There had been a huge bang and the crash had lasted for ever, but he had survived because sacks of maize had slid over him so that the aluminium which was flying around could not hit him. The army sent a helicopter to the scene of the crash which they found quite quickly from the  directions John gave. It must have been a gruesome sight because Oscar had been flung out of the cockpit, which had been wrenched open and he was hanging over a propeller, dead. John was still fastened into his seat belt but died during the second day after the crash, following when then John Murpy was forced to leave them and save himself. Three days in 45 degrees Centigrade meant that they were unrecognizable. The built-in safe with the money and papers had been robbed and was empty.

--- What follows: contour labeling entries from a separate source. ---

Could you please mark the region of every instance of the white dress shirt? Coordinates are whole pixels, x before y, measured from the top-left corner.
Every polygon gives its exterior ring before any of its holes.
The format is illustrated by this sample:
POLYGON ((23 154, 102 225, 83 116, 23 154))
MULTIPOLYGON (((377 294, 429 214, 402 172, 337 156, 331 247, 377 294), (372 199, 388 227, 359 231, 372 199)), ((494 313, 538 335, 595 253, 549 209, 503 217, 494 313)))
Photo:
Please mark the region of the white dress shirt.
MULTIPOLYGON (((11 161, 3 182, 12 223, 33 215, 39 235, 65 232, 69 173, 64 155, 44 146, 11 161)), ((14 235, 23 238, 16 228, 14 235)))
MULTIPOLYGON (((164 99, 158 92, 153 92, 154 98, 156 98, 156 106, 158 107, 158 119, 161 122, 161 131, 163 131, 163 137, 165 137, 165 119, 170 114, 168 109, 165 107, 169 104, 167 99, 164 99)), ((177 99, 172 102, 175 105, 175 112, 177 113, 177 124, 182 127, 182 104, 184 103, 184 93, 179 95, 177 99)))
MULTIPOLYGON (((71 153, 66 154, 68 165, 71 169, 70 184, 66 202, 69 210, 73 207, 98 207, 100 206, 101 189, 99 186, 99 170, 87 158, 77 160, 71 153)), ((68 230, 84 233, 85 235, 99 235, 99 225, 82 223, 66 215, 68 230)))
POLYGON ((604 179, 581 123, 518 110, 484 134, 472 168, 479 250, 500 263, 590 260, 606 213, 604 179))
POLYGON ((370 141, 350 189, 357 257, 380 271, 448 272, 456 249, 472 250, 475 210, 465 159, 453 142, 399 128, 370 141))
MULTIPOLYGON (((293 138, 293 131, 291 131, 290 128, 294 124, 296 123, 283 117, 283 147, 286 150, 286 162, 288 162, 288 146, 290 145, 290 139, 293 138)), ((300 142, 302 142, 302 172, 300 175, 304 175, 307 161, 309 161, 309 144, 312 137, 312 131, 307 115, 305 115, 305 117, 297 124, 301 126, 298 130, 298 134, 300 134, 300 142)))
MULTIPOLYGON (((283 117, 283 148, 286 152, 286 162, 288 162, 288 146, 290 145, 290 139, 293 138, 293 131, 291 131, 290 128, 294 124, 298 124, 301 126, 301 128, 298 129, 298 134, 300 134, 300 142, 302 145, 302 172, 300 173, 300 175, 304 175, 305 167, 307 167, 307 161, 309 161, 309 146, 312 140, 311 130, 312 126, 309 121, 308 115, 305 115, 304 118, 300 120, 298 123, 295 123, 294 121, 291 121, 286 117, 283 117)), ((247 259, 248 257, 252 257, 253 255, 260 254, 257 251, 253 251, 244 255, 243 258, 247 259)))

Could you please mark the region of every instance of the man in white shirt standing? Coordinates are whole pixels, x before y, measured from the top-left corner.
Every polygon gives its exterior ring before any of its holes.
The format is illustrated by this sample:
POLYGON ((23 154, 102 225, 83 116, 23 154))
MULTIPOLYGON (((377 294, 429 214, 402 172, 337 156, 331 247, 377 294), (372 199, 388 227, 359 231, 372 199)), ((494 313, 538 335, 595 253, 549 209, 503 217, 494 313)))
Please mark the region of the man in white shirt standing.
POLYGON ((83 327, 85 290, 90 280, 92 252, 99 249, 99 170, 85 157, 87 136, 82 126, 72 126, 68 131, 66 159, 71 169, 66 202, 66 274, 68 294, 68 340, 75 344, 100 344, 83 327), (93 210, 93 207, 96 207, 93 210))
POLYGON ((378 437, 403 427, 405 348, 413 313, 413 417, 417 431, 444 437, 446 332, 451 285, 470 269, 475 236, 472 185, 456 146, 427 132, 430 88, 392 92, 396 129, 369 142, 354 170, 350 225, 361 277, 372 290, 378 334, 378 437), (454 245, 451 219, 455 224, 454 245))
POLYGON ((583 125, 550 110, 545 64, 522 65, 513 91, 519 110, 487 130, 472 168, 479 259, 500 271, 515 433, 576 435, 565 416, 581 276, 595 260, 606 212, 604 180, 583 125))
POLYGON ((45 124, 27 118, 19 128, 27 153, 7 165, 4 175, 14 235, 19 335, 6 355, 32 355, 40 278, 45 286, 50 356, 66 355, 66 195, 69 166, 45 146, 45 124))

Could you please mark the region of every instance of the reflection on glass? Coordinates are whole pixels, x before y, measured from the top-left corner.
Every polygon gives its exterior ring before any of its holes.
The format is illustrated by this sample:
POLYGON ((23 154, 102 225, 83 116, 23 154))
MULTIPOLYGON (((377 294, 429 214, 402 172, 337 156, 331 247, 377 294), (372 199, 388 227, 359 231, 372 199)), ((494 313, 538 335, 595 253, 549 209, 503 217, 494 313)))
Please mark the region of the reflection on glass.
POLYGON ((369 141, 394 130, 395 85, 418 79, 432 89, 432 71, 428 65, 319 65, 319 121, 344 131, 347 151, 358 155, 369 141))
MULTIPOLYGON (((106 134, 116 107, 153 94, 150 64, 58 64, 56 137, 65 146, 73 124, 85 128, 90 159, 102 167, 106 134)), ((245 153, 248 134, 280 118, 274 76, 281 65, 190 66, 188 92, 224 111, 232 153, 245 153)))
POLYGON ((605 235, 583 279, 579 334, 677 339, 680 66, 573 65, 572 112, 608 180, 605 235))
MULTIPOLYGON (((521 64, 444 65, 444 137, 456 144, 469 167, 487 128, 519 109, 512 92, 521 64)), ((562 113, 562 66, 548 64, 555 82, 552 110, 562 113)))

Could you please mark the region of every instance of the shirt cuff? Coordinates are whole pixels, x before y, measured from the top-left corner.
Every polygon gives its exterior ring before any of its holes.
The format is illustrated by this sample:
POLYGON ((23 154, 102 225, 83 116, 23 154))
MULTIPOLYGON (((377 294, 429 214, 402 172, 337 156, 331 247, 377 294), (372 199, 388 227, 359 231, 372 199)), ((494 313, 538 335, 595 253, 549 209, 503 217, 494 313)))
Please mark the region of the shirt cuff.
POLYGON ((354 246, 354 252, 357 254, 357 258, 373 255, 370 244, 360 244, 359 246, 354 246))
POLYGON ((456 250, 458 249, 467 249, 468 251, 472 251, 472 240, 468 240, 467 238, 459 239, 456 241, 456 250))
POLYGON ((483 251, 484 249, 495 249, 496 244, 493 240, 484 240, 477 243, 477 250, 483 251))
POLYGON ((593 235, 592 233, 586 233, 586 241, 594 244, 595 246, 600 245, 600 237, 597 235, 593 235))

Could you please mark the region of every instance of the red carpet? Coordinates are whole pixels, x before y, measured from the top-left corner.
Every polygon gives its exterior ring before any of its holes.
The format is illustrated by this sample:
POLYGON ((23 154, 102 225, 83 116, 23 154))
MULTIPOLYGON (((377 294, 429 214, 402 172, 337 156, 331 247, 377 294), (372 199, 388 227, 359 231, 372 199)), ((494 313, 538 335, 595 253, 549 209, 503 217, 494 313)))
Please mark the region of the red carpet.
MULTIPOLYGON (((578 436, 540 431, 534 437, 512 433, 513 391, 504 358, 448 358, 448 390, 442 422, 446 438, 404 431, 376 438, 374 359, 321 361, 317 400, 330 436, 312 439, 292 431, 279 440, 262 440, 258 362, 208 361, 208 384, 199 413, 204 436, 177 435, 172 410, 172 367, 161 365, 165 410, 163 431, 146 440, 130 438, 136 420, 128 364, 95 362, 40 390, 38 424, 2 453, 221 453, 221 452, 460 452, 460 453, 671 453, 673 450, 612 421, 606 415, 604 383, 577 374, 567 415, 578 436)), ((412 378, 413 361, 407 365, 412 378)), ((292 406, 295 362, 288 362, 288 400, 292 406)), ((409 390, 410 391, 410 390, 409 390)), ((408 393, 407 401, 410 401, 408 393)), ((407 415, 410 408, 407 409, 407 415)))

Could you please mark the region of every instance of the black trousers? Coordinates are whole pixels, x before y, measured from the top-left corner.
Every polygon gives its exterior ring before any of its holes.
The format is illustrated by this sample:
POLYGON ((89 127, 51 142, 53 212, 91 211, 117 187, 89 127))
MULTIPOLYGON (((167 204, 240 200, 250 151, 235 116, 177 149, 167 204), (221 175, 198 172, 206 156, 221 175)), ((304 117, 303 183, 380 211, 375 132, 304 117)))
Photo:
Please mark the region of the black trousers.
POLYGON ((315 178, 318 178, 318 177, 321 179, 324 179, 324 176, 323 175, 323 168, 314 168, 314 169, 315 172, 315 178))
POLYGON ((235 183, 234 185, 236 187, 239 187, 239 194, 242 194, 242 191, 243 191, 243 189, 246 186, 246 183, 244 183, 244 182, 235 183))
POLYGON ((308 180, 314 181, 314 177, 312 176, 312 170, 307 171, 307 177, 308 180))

On the fourth day I was rung by the hospital director. Did I know the pilots, and if so, could I identify them? The mortuary of the hospital was itself awful. The airconditioning had not been working for years, the mosquito netting on the windows was rusted and broken, so that inside it was not only stifling hot, but because of the swarms of flies you could hardly see where you were walking. Through a little hallway, a room with corpses, to another little room lit by a solitary bulb. There lay two bodies, more like balloons in fact, swollen up with decay and covered with thick layers of flies. The stink was awful and in a corner I vomited out my revulsion. With a cloth in front of my mouth, it was up to me to identify the bodies. But it was impossible for me to distinguish between the two men. Oscar was, as I said, blond, heavily-built and tall; John was a smaller build, with a beard, slim and sun-tanned. But body parts were missing and the wounds which they had on their faces were so numerous that I could give no definite answer. All at once it came to me how I could tell Oscar and John apart: Oscar always wore long safari trousers and John was always dressed in khaki shorts. And so was I able to do what was expected of me.

The same day Oscar’s wife Felicity and son Lyndon, arrived in their Cessna 402 with their pilot Frank Helpers and two undertakers from a South African funeral parlour. They were to prepare the bodies for export, embalm and lay in zinc coffins. In my office they changed their clothes and then made their way to the hospital. A quarter of an hour later they were back. They had never seen such a mess and they asked me if I had any plastic material. As a conscientious Dutchman, equipped with the necessary supplies, I had still got two rolls of grey rubbish bags which I had brought from a Dutch supermarket. The men cut open the rubbish bags, wrapped them around themselves and stuck them together with tape. After working six hours solidly, the task was finished around midnight  and they put their clothes on again. Despite showering and scrubbing themselves three times, they still stank to high heaven and it was more than a year before the smell of the corpses left my room.

The next day, after a short but emotional ceremony we drove to the airport with the two coffins on a truck and gently slid Oscar and John Tristan into their Cessna, which flew them both to Johannesburg for a burial service and cremation. It was reported that pilots, engineers and charter operators from all over southern Africa, convened at the service to bid them farewell.